Organisations should always look at architecture, design, deployment, operations and the disposal of solutions when they want to test their IT solutions for green compliance, says Paul Wandrag, senior strategy advisory consultant at Microsoft SA.
Wandrag will speak at the ITWeb Green Summit on 18 August, at The Forum in Bryanston. His presentation will focus on architecting greener solutions.
He advises organisations to always re-evaluate what service level agreement its internal customers really need. This is because any business can claim their solution is most important and requires 24/7 availability. “This usually results in large amounts of energy consumption,” he says.
A crucial question that should be considered, according to Wandrag, is whether organisations can measure energy consumption in relation to productivity.
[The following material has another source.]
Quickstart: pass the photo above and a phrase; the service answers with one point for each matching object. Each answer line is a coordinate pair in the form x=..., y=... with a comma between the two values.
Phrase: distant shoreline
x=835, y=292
He says he has seen interesting reports on “which line of business system uses the most energy, versus which line of business system is most important to revenue”.
Organisations should also look at how well the solution “goes to sleep at night”, he says. “There are many server management solutions out there that allow servers to be put to sleep at night.” Organisations should switch off their hardware at the end of the day as this will save energy, he advises.
When it comes to operations, Wandrag says capacity planning is often a neglected practice in many IT departments and that organisations should question how the proposed capacity has been determined.
Most important, according to Wandrag, is for an organisation to know when a solution has reached its “end-of-life” and how to dispose of its waste responsibly. “A common server growth factor is not so much the amount of new infrastructure being deployed, but the rate at which the old infrastructure is not taken out, and still left running,” he says.
This year the Green IT Summit is targeted at senior IT, technology, procurement and strategic planning executives tasked with managing the energy consumption and cost implications of IT within their organisations. It will focus on the practical benefits of implementing green technologies, and the implications for business processes.